SALT LAKE CITY, Utah — It appears that PAC-12 football stadiums won’t be empty this season, after all. The conference announced Wednesday that it’s changing their previous policy, which did not allow any fans to attend games this year due to coronavirus concerns.
PAC-12 allowing family only to games
The latest policy from the conference will allow family members to attend games in-person this fall. In a press release, they add that it will be subject to local public health authority approval.
“The Pac-12 confirms that the Pac-12 CEO Group on September 24 approved student-athlete families to be able to attend football games this season, subject to local public health authority approval and in accordance with NCAA guidelines,” it reads. “Each of our member schools working through what will be allowed in terms of family member attendance on that basis.”
Health departments granted veto power
Here in Utah, despite recently revised health guidance levels, it appears that Rice-Eccles Stadium will be able to accommodate the players’ families in the stands.
Current requirements, according to the state’s coronavirus website, include:
• “Masks are required; performers are excluded.”
• “Completion of Event Management Template is required.”
• “Individual businesses will be expected to modify their operations based on individual outbreaks; LHD discretion on severity of modifications, supported by UDOH.”
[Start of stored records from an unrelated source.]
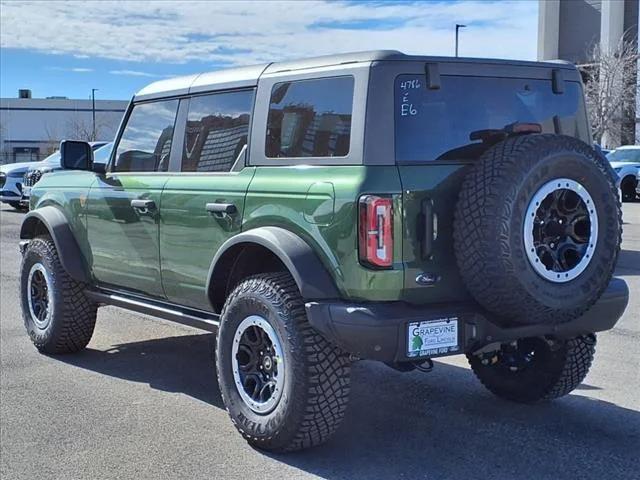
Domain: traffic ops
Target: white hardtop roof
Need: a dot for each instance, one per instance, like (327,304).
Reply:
(248,76)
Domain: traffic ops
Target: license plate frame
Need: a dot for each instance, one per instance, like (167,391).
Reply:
(434,337)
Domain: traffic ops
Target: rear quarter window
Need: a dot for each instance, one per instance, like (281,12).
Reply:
(436,125)
(310,118)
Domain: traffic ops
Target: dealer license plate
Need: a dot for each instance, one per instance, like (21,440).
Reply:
(433,337)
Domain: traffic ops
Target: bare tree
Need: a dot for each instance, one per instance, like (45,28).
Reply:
(611,89)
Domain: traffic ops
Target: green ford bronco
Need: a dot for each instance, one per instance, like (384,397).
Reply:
(362,206)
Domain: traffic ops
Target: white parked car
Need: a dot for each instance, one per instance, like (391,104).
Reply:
(625,161)
(11,182)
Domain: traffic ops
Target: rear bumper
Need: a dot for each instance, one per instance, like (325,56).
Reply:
(379,331)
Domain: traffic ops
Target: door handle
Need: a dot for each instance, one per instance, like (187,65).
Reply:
(220,209)
(143,205)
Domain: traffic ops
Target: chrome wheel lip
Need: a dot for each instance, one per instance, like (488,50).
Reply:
(267,406)
(532,256)
(38,267)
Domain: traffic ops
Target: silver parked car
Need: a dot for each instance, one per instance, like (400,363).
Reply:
(101,152)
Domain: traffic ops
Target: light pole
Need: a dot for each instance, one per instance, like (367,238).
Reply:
(93,111)
(458,27)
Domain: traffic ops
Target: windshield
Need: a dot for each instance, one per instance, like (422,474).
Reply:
(53,159)
(102,154)
(458,120)
(624,155)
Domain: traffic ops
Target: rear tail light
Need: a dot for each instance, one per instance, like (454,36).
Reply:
(376,231)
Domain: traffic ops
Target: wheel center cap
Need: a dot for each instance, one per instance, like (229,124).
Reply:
(555,229)
(267,363)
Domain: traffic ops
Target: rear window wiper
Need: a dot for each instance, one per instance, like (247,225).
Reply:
(493,135)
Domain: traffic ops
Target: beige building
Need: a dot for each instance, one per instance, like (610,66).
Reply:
(568,28)
(31,128)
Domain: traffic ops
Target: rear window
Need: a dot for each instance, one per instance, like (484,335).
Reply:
(310,118)
(438,124)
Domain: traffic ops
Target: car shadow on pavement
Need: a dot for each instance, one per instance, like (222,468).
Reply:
(415,425)
(181,364)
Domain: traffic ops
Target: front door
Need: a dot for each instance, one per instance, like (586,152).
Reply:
(123,206)
(203,205)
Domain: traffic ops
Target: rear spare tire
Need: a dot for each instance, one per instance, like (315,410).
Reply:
(537,229)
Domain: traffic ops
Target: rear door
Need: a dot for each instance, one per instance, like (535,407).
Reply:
(436,139)
(202,206)
(123,205)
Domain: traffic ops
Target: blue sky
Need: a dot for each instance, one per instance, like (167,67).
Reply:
(68,48)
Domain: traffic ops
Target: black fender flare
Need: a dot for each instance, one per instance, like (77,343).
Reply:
(58,227)
(311,276)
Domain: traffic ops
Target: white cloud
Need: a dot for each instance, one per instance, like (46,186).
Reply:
(133,73)
(72,69)
(252,32)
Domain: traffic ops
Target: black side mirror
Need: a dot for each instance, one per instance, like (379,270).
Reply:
(76,155)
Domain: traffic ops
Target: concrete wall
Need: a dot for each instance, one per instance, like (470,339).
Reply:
(567,29)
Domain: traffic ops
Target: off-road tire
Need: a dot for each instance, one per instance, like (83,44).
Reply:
(628,189)
(556,375)
(489,221)
(73,316)
(316,388)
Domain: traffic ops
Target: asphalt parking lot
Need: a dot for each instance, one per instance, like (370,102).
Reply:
(142,402)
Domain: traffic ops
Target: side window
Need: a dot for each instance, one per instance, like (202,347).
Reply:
(217,130)
(310,118)
(146,141)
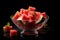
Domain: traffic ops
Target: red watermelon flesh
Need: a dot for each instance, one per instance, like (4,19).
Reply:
(31,8)
(13,33)
(7,28)
(44,15)
(38,17)
(16,15)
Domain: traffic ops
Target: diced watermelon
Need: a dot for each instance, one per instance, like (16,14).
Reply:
(16,15)
(7,28)
(31,8)
(38,17)
(25,12)
(44,15)
(13,33)
(25,18)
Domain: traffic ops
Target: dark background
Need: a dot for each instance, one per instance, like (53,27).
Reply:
(9,7)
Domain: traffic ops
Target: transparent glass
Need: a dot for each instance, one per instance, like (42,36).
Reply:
(31,31)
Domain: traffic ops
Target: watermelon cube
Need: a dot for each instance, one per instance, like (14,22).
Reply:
(13,33)
(7,28)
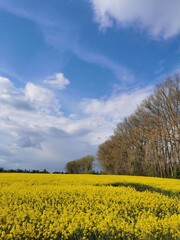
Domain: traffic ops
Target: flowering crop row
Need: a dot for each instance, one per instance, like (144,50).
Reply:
(84,207)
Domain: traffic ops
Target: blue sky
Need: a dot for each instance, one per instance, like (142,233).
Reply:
(71,70)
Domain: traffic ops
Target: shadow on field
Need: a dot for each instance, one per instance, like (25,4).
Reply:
(143,187)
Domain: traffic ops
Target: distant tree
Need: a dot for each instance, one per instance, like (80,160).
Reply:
(148,141)
(82,165)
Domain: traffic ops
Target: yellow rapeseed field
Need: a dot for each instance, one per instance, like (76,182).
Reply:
(47,206)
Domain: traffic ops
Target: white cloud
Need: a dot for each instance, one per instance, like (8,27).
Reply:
(34,134)
(160,17)
(42,98)
(57,81)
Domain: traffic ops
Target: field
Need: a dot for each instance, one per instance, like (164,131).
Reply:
(47,206)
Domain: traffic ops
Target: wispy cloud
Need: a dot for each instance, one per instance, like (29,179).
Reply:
(37,133)
(65,37)
(161,18)
(58,81)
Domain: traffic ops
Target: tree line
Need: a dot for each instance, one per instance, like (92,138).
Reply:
(82,165)
(147,142)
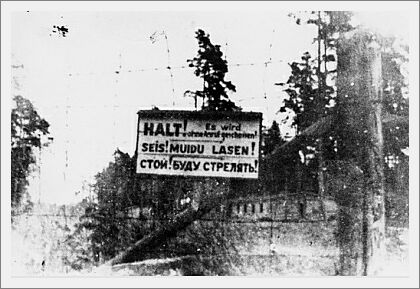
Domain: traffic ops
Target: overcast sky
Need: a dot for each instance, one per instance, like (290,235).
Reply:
(92,110)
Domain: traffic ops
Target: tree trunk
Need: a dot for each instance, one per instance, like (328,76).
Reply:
(359,91)
(209,194)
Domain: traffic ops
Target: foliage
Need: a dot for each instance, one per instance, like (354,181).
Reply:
(271,139)
(210,66)
(26,130)
(107,218)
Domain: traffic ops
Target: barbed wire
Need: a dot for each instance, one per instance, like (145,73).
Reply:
(162,68)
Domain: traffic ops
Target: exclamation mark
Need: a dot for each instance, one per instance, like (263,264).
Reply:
(253,147)
(185,128)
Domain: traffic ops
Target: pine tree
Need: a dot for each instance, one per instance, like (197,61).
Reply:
(26,130)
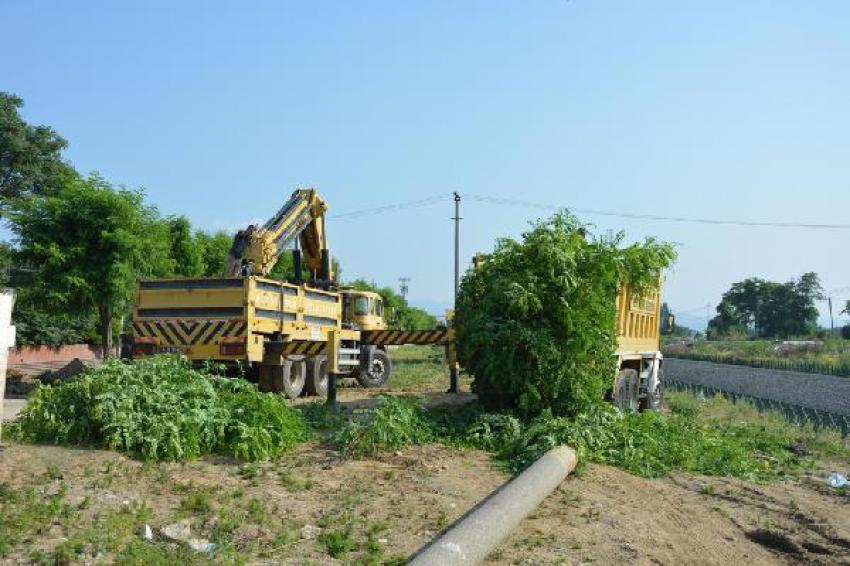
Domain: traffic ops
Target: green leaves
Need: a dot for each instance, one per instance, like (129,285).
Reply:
(162,409)
(395,423)
(535,323)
Last week, Utes head coach Kyle Wittingham was quoted saying that he would love to see families in the stadium this year.
“We’d love to have the opportunity to have family in the stadium,” he says.
The announcement comes amid reports that Wittingham is taking one of the largest pay cuts in the country. A USA Today report indicates the Utes head coach is taking a $365,822 pay cut this year, which is the second-highest in the country behind only Florida State head football coach Mike Norvell, who will take a cut of $468,750.
University of Utah athletic director Mark Harlan said in September that there would be department-wide furloughs due to the coronavirus pandemic impacting financials.